Une troisième journaliste, Fanny Pigeaud, a également publié le 11 août sur Mediapart une série de quatre articles consacrés à l’affaire. Le colonel de Revel, qui servit dans l’opération Licorne, dit penser que « le bombardement de Bouaké a provoqué chez le général Poncet un choc psychologique et un sentiment de trahison », alors que les militaires français avaient adopté sur le terrain une attitude « permissive » envers les forces loyalistes.
« Le général Poncet ne semblait pas hostile à cette opération Dignité, explique-t-il, mais disait en gros aux Fanci : “Attention les gars, ne touchez pas un seul cheveu des forces françaises”. Peut-être aussi qu’il y a eu à Paris des réactions épidermiques – on sait que la veille de l’offensive, l’entretien téléphonique entre Chirac et Gbagbo avait été très vif, et même violent – et qu’il a manqué une réflexion géostratégique suffisamment fine pour empêcher que notre réaction entraîne un embrasement général. »
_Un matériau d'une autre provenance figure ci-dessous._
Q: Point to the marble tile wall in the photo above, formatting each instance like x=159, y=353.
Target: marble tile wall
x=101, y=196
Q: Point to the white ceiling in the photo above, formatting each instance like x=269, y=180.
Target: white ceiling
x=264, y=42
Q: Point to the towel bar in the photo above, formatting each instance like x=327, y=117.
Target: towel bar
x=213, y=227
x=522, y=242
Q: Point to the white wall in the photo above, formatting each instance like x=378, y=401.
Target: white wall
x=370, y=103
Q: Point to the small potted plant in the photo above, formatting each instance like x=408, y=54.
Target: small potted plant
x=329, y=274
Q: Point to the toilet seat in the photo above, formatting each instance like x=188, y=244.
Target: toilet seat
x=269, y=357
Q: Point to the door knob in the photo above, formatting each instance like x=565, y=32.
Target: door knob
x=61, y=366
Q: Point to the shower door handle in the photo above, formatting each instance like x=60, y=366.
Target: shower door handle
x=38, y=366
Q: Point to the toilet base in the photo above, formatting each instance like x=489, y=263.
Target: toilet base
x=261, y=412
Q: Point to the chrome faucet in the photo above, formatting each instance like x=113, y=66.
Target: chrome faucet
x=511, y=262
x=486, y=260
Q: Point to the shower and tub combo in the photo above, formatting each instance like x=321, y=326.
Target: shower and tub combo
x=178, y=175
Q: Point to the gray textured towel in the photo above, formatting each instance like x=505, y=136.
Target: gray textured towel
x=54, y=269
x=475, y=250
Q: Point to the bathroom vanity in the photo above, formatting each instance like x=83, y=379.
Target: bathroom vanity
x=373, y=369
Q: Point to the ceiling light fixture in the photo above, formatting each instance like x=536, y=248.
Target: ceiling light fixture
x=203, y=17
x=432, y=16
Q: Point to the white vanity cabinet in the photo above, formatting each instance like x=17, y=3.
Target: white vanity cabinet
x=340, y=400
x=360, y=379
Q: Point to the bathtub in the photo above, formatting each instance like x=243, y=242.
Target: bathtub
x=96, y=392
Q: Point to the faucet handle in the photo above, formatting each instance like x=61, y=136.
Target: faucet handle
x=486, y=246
Paris et Abidjan ont jeté un voile sur ce que furent les intentions de chacun lors de ces quelques jours de braise. La question de l’identité du commanditaire du bombardement de Bouaké et de son mobile, en particulier, reste entière. En réaction, la France a-t-elle encouragé le chef d’état-major de l’armée ivoirienne d’alors, le général Mathias Doué, à prendre la tête d’un coup d’Etat ? L’officier qui déclarera six mois plus tard sa volonté de chasser « par tous les moyens » Laurent Gbagbo du pouvoir ne pourra plus répondre : il est mort en 2017.
Il reste toutefois de nombreux témoins. Cité comme témoin, Michel Barnier, ministre des affaires étrangères à l’époque des faits, avait expliqué lors du procès à Paris qu’il n’était au courant de rien, pas même du télégramme diplomatique lui signalant l’arrestation des pilotes biélorusses à Lomé. Même ignorance de la part de Dominique de Villepin alors à l’intérieur ou de Michel de Bonnecorse (depuis décédé), à la tête de la cellule Afrique de l’Elysée. Michèle Alliot-Marie, à la défense, avait souligné pour sa part qu’elle devait surtout gérer le « chaos » des événements.
Laurent Gbagbo a toujours prétexté de son innocence sans jamais convaincre et n’a jamais engagé de mesures au profit de ceux qui étaient, comme ils le prétendaient, descendus « les mains nues » défendre son pouvoir. Alassane Ouattara, son successeur, n’a aucun intérêt à réveiller cette blessure du passé, lui qui doit son accession au pouvoir en partie à l’armée française et montre depuis 2011 une grande proximité avec Paris. En Côte d’Ivoire, aucune cérémonie officielle n’a marqué les vingt ans de ces quelques jours, à oublier, de novembre 2004.